What is the issue?
Infections with the Respiratory Syncytial Virus (RSV) occur worldwide and are seasonally more frequent during the winter months. By the end of the second year of life, almost all children had contact with the pathogen at least once. In most cases, the infection of small children leads to a mild cold that heals untreated. However, in about 1% of children, the progression of the disease leads to complications that result in inflammation of the upper and lower respiratory tract. These children are hospitalized and may need to be ventilated, in rare cases the infection can be fatal.
Currently there are no active vaccines available to protect against infection with the virus. Passive immunization with a virus-neutralizing antibody is offered to children who are at high risk for a severe infection. These risk groups include, for example, premature babies who will be protected from RSV infection in their first year of life by the antibody. However, even children without known risk factors repeatedly develop severe RSV infections. The factors that cause such severe RSV infections are not fully understood. Seriously ill children are treated symptomatically, since a causal, directly antiviral therapy is not available. Research is therefore concentrating on the development of new therapies and an active vaccine. Thus, the identification of risk factors contributing to the development of an infection should help to provide optimal protection for susceptible children and to find starting points for a therapy.
How do we reach our goals?
To achieve this goal, we have developed a multidisciplinary research approach that brings together physicians, researchers and computer experts. The basis of the research project is the development of a complete integration of clinical, molecular, genetic and metabolic data in order to gain a deeper understanding of the infection process. By using state-of-the-art computer-based methods (artificial intelligence and machine learning), this complex multidimensional information will be processed to unlock the individual determinants that contribute to the onset of infection.
The project builds on clinical data obtained from anonymous seasonal patients affected by RSV. The initial data originate from pre-existing cohorts such as the IRIS cohort and data from the cluster of excellence RESIST. For the season 2019 - 2020 and 2020 – 2021, new cohorts will be generated for the INDIRA project and the generated data will produce the main body of the project analysis.

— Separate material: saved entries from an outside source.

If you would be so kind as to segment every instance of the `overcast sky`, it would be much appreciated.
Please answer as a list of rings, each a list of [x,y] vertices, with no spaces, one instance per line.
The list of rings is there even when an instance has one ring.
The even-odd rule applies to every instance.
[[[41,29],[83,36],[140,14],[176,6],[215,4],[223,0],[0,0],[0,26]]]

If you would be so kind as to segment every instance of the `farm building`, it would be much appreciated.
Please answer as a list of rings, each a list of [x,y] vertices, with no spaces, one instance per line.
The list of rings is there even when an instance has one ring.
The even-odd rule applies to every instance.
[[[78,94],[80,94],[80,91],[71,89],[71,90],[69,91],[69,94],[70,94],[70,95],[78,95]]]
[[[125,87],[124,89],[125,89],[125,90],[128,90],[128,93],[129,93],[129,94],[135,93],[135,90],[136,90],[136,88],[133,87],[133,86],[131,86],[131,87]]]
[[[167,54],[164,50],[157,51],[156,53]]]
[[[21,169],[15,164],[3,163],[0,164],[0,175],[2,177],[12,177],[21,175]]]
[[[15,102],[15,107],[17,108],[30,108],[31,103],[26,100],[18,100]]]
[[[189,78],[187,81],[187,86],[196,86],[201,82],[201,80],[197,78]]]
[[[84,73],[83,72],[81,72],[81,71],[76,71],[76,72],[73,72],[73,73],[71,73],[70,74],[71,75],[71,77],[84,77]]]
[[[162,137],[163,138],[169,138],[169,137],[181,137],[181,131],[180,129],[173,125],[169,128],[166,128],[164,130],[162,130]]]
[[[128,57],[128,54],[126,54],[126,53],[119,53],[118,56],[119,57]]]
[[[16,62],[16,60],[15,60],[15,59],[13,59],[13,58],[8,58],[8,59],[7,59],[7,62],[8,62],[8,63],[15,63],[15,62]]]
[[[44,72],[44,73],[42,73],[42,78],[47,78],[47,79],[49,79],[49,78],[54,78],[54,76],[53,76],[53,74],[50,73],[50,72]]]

For the respective cohorts, the analysis will start from the clinical data acquired for each patient and their integration with genomic and metabolic analyses. In parallel, in vitro studies will be carried out that will generate additional genetic and metabolic information on the RSV infection. Finally, the data shall be analyzed and integrated through calculation procedures based on artificial intelligence and machine learning.
TRAIN (Translational Alliance in Lower Saxony), CiiM (Centre for individualized infection Medicine), MHH (Medical School Hannover), HZI (Helmholtz Centre for Infection Research),TU-BS (Technical University Braunschweig), Leibniz Institute DSMZ (German Culture Collection of Microorganisms and Cell Cultures), TWINCORE – Centre for Experimental and Clinical Infection Research, LUH (Leibniz University Hannover)
- The INDIRA consortium met for a kick off meeting in 2019 and an annual meeting in 2020. Between the two events, there were meetings among the working groups (Machine Learning, Visual analytics, Proof of Concept and Replica cohort) to organize and coordinate the ongoing analysis.